Below is a comprehensive examination of global inflation rates spanning from 1980 to 2024 across 196 countries. We will explore data tidying, thorough cleaning, and a nuanced analysis, with particular emphasis on distinguishing between hyperinflation and non-hyperinflation periods. The data was collected by the World Bank [https://data.worldbank.org/] and transformed on Kaggle by SAZIDUL ISLAM [https://www.kaggle.com/datasets/sazidthe1/global-inflation-data].
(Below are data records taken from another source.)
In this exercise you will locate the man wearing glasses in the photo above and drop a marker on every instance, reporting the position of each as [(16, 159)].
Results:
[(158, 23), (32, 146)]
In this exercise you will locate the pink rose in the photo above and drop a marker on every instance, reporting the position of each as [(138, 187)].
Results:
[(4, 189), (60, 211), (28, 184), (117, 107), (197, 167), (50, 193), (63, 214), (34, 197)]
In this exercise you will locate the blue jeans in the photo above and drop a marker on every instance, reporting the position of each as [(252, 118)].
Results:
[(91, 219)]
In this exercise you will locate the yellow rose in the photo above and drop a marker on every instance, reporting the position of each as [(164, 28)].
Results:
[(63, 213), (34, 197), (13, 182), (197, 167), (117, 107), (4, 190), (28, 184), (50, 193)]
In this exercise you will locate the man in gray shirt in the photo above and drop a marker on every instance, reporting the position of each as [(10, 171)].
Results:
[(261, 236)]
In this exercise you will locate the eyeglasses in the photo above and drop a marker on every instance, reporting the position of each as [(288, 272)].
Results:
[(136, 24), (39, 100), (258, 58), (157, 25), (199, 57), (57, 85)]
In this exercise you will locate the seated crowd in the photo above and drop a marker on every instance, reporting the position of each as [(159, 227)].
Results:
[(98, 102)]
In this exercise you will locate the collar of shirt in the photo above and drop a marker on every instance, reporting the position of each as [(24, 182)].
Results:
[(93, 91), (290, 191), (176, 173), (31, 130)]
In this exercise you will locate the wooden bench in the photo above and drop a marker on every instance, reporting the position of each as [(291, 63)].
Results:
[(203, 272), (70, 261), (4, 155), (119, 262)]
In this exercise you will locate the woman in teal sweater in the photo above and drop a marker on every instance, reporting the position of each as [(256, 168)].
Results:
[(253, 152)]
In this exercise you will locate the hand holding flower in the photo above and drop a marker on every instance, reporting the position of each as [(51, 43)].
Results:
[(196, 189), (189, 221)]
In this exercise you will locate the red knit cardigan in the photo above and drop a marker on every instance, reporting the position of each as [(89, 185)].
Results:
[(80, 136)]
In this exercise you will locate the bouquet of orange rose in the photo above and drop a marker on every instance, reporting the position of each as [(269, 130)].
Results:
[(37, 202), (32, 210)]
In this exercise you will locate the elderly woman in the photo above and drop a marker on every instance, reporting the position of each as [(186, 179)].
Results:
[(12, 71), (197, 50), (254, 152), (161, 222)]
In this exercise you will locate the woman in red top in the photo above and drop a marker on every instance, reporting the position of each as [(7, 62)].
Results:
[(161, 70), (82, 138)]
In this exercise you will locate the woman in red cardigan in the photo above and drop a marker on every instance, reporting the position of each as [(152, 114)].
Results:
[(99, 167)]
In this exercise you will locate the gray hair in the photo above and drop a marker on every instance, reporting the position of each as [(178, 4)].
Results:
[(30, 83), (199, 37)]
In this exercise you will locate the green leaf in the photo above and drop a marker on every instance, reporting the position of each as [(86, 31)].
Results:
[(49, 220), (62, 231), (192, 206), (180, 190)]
Functions such as pivot_longer in tidyr and filter from dplyr are used in this analysis.
library(tidyverse)
## ── Attaching core tidyverse packages ──────────────────────── tidyverse 2.0.0 ──
## ✔ dplyr 1.1.4 ✔ readr 2.1.4
## ✔ forcats 1.0.0 ✔ stringr 1.5.1
## ✔ ggplot2 3.4.4 ✔ tibble 3.2.1
## ✔ lubridate 1.9.3 ✔ tidyr 1.3.0
## ✔ purrr 1.0.2
## ── Conflicts ────────────────────────────────────────── tidyverse_conflicts() ──
## ✖ dplyr::filter() masks stats::filter()
## ✖ dplyr::lag() masks stats::lag()
## ℹ Use the conflicted package (<http://conflicted.r-lib.org/>) to force all conflicts to become errors
library(dplyr)
The data set is a csv file that is pulled from a GitHub link.
#reading in the data set to an object named after the inflation data set (infl)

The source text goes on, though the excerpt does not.